POLAND — What should have been a fun, end-of-school-year field trip to the beach turned tragic Tuesday when a Lewiston Middle School student drowned at Range Pond State Park while playing football in the water with a group of friends.

One parent who received an automated call about the drowning from the school district said she heard that the boy “fell back with the ball and never resurfaced.”

The Androscoggin County Sheriff’s Office is investigating the 13-year-old’s death. The seventh-grader was missing underwater for at least half an hour, Chief Deputy William Gagne said. Police did not release the teen’s name Tuesday.

School Superintendent Bill Webster said the district is grieving for the family that is “experiencing what no parent should experience, the loss of a child.”

“They obviously expect their child to be safe while in our care,” Webster said. “This is just a real tragic situation. We’re just overwhelmed with our grief about this tragedy.”

Indications are the boy might not have known how to swim.


“Too many Lewiston students don’t know how to swim,” Webster said.

Gagne said police received a 911 call at 11:47 a.m., reporting a student missing.

“Preliminary investigation indicates the boy was playing in the water with friends within the buoyed swimming area when he went under,” Gagne said.

Emergency crews from the sheriff’s office, Maine Warden Service, Poland Fire-Rescue, and the Auburn and Greene fire departments, both with boats, responded to the state park.

“While they were getting ready to launch the Auburn boat, the first boat, some of the firefighters went in the water,” Gagne said by phone Tuesday afternoon. “One had a wet suit, one had a bathing suit, they just immediately started looking for the child underwater with goggles.”

They found him at 12:17 p.m., still within the buoyed swim area, took him to shore and tried to resuscitate him.


An ambulance crew tried to revive the boy on the way to the hospital, but “he was declared dead at the hospital,” Webster said.

The student went underwater while playing football with friends, Webster said.

“My understanding is he did not hit his head,” Webster said. “One question I do not have a good answer for is what was the depth within that safety swimming area, because if it was 6 feet, that’s too much.”

Students playing with the boy noticed what happened right away.

“They all rushed in to get adults,” Webster said. “The adults went out there to do a search.”

The adults, including the lifeguard on duty, were not able to find the boy.

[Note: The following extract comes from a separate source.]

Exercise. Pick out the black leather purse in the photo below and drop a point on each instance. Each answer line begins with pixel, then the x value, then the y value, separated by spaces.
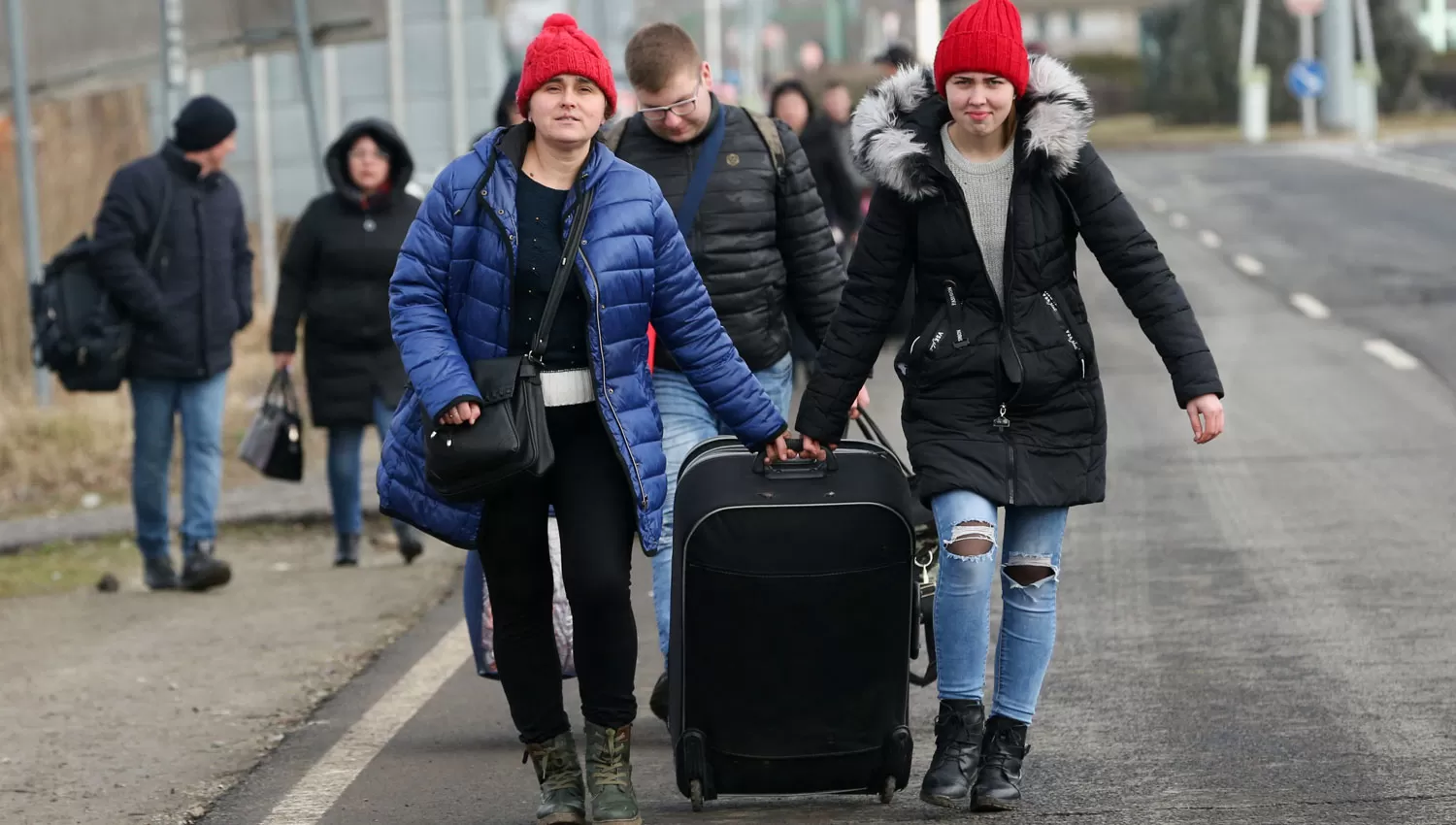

“The water was murky, so it took longer,” Webster said.

He said the 113 students on the seventh-grade outing were accompanied by 11 chaperones and one lifeguard.

Lewiston Middle School Principal Jana Mates and Assistant Principal Eric Anderson met with the boy’s parents at Central Maine Medical Center in Lewiston.

“We have spoken with the boy’s parents, but no words are sufficient,” Webster said.

At the middle school, Mates was not taking questions. She appeared to have been crying.

“Jana’s not in good shape,” Webster said.


Students on the field trip returned to the middle school, where they were met by a team of 20 to 25 counselors, Assistant Superintendent Shawn Chabot said. The counselors will be at the school for students and staff Wednesday “and as long as we need them,” Webster said.

Before there are more field trips, “we’re going to reflect on our procedures, and on the investigation, when it’s completed,” Webster said. “We’ll reach out further to the family and ask how we can best support them.”

At the direction of the Maine Warden Service, the beach area was closed during the rescue attempt, according to the state spokesman whose department oversees the Maine Bureau of Parks and Lands. It was reopened by midafternoon.

No other groups were scheduled to visit Tuesday, and no other schools had canceled upcoming field trips, he said.

Parents of Lewiston students received automated calls Tuesday notifying them of the boy’s death.

Jennifer Belanger, the parent of a Lewiston Middle School eighth-grader, was in her vehicle at the school’s parking lot Tuesday waiting for her daughter to return from her field trip. Eighth-graders took a different field trip than the seventh-graders.


Belanger said she had received one of the automated voice messages.

“We heard the boy was playing football in the water, he fell back with the ball and never resurfaced,” she said. “I literally sat in the car and cried for a half hour. It’s so shocking, so tragic. There’s been so many losses here. It’s awful.”

It is the third death of a Lewiston Middle School student in 18 months. In November 2017, Jayden Cho-Sargent, 13, died when he was struck by a vehicle as he was walking to school. In May 2017, Anie Graham, 13, took her life at her home.

Belanger said she feels for the parents who lost their son during the field trip.

“Getting that phone call – oh my God – you put yourself in that position,” she said. “I can’t imagine.”